Jamia Millia Islamia on Monday, 29 August, cancelled the MPhil admission of student activist Safoora Zargar.
In a notice from the Office of the Dean, the Board of Studies cancelled Zargar’s admission based on the report by her supervisor and on the recommendation of the RAC and the DRC.
“The usually snail-paced Jamia admin moving at light speed to cancel my admission, foregoing all due process,” tweeted Zargar.
“Let it be known, it breaks my heart but not my spirit,” she added.
Zargar was arrested under the draconian UAPA law in a case related to the anti-Muslim pogrom in northeast Delhi during protests against the Citizenship Amendment Act (CAA). She was granted bail in June 2020.
The institution informed the media last week that Zargar’s admission had been revoked after approval. Zargar had expressed her outrage on Twitter, claiming that she had been forced to wait for extensions that were readily granted to other university students. “I finished my fieldwork despite three COVID waves, a pregnancy, a serious state attack, spending time in jail, and severe COVID infections in the family. All of my progress reports were delivered on time. But I am being rejected submission at the finish of my thesis,” she wrote in a tweet.

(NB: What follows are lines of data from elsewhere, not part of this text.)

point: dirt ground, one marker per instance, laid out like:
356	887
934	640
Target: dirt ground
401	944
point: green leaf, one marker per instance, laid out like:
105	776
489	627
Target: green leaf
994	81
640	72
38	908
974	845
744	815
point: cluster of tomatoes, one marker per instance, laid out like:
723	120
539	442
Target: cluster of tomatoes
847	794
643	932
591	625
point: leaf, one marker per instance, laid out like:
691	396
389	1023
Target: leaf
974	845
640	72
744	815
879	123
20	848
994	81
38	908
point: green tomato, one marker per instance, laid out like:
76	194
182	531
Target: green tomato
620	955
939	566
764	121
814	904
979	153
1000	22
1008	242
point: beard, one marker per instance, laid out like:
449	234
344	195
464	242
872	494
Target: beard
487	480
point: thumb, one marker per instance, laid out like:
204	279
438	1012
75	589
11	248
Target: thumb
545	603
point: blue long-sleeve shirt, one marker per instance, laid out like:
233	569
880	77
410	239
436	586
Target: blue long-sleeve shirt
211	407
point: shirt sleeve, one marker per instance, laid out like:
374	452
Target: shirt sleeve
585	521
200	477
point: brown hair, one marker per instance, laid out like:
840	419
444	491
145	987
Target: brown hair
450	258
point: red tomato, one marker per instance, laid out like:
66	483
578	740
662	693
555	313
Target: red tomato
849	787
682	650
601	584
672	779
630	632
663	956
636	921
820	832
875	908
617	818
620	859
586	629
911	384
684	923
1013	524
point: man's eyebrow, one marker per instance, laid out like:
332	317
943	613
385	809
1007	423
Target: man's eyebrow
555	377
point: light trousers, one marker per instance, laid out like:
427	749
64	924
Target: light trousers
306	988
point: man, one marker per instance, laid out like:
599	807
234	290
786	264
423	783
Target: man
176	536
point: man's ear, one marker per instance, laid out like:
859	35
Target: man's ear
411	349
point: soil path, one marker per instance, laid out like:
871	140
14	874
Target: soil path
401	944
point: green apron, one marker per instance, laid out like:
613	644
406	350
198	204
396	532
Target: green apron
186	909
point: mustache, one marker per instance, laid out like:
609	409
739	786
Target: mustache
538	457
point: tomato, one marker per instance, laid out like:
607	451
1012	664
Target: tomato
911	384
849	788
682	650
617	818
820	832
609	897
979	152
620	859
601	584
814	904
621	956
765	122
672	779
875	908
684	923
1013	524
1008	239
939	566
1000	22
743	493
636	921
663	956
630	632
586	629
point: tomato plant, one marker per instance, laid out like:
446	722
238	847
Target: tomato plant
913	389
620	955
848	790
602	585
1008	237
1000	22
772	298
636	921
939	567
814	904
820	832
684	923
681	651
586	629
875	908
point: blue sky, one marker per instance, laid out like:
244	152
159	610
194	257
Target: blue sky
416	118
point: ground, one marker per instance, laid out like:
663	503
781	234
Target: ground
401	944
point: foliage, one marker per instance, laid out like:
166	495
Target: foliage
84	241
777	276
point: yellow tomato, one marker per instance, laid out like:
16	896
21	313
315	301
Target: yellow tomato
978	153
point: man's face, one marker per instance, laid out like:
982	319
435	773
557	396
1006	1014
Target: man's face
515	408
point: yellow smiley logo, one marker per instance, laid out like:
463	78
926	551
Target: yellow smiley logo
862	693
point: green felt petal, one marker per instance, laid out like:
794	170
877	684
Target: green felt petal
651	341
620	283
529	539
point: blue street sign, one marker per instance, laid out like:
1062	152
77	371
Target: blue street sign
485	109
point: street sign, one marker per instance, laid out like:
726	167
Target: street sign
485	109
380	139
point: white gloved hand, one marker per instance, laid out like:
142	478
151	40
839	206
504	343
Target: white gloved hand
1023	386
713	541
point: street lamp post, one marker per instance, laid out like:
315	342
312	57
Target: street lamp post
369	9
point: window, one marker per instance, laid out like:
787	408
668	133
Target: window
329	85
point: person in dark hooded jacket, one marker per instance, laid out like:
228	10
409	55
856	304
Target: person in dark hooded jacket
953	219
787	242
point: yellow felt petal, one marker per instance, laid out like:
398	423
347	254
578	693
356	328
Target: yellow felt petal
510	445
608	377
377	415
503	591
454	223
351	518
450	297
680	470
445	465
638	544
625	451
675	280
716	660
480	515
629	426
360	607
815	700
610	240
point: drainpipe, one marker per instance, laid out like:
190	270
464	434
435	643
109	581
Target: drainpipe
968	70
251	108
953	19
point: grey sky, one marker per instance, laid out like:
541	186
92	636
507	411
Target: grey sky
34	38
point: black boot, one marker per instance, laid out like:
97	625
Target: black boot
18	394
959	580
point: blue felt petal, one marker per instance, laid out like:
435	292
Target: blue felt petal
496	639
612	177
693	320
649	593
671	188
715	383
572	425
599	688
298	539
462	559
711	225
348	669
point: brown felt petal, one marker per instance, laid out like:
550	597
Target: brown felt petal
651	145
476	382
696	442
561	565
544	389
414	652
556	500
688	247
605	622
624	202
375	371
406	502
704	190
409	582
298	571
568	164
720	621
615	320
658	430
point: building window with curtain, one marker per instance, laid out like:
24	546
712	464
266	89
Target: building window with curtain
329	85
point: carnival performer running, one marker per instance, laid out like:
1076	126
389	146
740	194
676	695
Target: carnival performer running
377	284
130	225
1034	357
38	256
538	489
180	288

The university gave three justifications for revoking Zargar’s admission. The second reason was that she had failed to ask for an extension as a woman scholar before the expiration of the predetermined maximum term, but the first reason was that her progress as recorded by her supervisor was unsatisfactory. The final justification given by JMI for withdrawing Zargar’s admission was that she had not turned in her MPhil dissertation within the stipulated five semesters and one extra semester because of the COVID-19 epidemic. According to the notice, this time frame expired on February 6, 2022.
Multiple student associations, like the All India Students’ Association (AISA) – Jamia Millia Islamia, National Students’ Union of India (NSUI), Campus Front of India (CFI) – Jamia Millia Islamia and others, have condemned the move by the university as “vengeful action”.